OPEC and its allies are expected to continue their planned recovery in oil production when they meet next week, as prices rebound from their August drop.
The Saudi-Russian-led coalition is gradually restoring the large amount of crude production interrupted during the pandemic and will likely ratify the next monthly installment when it meets on September 1, according to a Bloomberg survey of traders and companies. analysts. Several OPEC + delegates privately predict the same outcome.
Crude markets weakened earlier this month as the resurgence of the pandemic threatened demand in China and the United States.
“Uncertainties about the global economy and the resumption of growth in China have largely dissipated,” said Ed Morse, head of commodities research at Citigroup Inc. “There is good evidence that the price bottom oil was temporary and overdone, and if the recovery continued, OPEC + would likely stick to the plan.
The cartel has already restarted around 45% of the unprecedented production volume closed last spring. Under a plan led by Saudi Energy Minister Prince Abdulaziz bin Salman, OPEC + will return the remainder in monthly increments of 400,000 barrels per day until the end of 2022.
Seventeen of 22 traders, analysts and refiners polled by Bloomberg did not expect any change to that timeline at Wednesday’s meeting, which means October’s hike will go as planned.
The cautious management of the oil market by the OPEC + coalition has kept prices high enough to support the revival of the global oil industry and largely avoided the type of spike that could threaten the global economic recovery.
However, the group is still under pressure from all sides.
Earlier this month, its plans to increase supply were called into question.
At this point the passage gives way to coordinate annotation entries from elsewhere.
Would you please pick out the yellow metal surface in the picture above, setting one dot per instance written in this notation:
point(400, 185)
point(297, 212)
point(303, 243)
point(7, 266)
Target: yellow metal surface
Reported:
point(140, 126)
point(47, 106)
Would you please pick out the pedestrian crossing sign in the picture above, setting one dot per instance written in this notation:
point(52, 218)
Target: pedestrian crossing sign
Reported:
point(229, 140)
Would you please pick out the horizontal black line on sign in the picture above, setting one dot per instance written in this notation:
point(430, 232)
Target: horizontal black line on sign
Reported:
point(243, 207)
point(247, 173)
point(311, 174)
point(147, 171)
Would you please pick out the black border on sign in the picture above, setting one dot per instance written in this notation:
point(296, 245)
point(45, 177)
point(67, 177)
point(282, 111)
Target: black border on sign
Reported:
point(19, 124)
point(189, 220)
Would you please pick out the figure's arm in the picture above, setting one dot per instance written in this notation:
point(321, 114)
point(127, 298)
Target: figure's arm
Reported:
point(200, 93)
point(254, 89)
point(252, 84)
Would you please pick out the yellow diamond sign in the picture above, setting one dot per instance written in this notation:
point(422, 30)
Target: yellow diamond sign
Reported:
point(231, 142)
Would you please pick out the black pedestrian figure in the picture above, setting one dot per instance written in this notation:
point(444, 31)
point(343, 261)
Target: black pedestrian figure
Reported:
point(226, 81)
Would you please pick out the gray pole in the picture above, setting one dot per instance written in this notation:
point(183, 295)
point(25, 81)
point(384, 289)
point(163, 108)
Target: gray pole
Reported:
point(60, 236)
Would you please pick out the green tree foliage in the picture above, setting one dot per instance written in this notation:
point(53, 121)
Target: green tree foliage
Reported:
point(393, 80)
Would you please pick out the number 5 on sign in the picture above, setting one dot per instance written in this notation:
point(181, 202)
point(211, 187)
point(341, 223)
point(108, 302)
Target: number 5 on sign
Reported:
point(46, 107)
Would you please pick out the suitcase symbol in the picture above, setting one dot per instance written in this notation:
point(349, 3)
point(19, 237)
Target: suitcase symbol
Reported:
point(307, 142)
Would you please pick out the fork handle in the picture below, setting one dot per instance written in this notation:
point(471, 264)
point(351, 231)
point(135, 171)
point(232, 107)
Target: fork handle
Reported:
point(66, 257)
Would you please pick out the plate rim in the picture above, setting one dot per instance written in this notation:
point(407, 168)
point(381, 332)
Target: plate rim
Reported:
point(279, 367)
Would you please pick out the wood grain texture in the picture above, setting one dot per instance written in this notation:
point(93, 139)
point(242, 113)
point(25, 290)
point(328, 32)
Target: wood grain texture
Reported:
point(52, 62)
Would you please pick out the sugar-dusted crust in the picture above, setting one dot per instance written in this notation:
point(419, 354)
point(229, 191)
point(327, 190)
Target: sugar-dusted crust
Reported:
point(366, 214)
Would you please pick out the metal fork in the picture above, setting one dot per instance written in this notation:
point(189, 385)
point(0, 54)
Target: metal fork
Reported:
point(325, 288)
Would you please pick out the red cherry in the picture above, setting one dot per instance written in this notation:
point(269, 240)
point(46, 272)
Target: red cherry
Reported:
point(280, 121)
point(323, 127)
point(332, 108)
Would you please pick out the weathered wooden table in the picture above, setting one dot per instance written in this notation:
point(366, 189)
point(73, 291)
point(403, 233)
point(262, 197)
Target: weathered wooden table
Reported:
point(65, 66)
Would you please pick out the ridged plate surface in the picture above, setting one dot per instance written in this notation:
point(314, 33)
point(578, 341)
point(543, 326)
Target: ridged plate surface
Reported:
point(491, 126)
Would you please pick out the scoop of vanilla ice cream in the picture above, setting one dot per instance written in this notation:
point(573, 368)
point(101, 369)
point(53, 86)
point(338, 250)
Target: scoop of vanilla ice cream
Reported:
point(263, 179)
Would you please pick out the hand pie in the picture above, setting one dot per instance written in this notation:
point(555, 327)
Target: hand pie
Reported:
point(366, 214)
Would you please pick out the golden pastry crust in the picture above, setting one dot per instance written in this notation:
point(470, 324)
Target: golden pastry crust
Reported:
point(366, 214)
International crude prices fell by around US $ 11 a barrel – around 15% – in the first three weeks of August as China reimposed the lockdowns. The International Energy Agency, a prominent forecaster, cut its demand outlook for the remainder of the year and warned of a new surplus in 2022.
To the surprise of many OPEC watchers, the group also found itself pulled in the other direction as the White House publicly urged it to restart production faster in order to cool high gasoline prices. . Still, several OPEC + countries said they had not heard of a direct request, and analysts concluded President Joe Biden’s message was aimed at a national audience.
“I think they’ll send Biden’s call for extra barrels straight to voicemail,” said Helima Croft, chief commodities strategist at RBC Capital Markets.
A ROBUST DEMAND
OPEC + has caught observers on the wrong foot several times this year, freezing supplies when an increase was anticipated and vice versa. But so far this meeting is set to be a smoother affair than the last, keeping the OPEC + alliance of 23 countries on course.
The group does not face the looming prospect of a renewal of supplies from Iran, as talks to lift US sanctions have stalled. And demand for oil appears robust enough to absorb the extra barrels.
Traffic on China’s generally busy streets appears to be picking up as the main crude importing country cancels a resurgence in COVID-19 cases. In the United States, gas mileage is holding up as drivers try to make the most of the summer vacation season. The plane is even making a return to India as people flock to tourist sites after months of lockdown.
Brent crude futures, an international benchmark, rebounded to US $ 72 a barrel, giving crumbling oil producers some breathing room.
“As long as the Chinese government appears to have the latest COVID outbreak under control, I think it stays with the current plan and reiterates its ability and willingness to adapt as needed,” Croft said.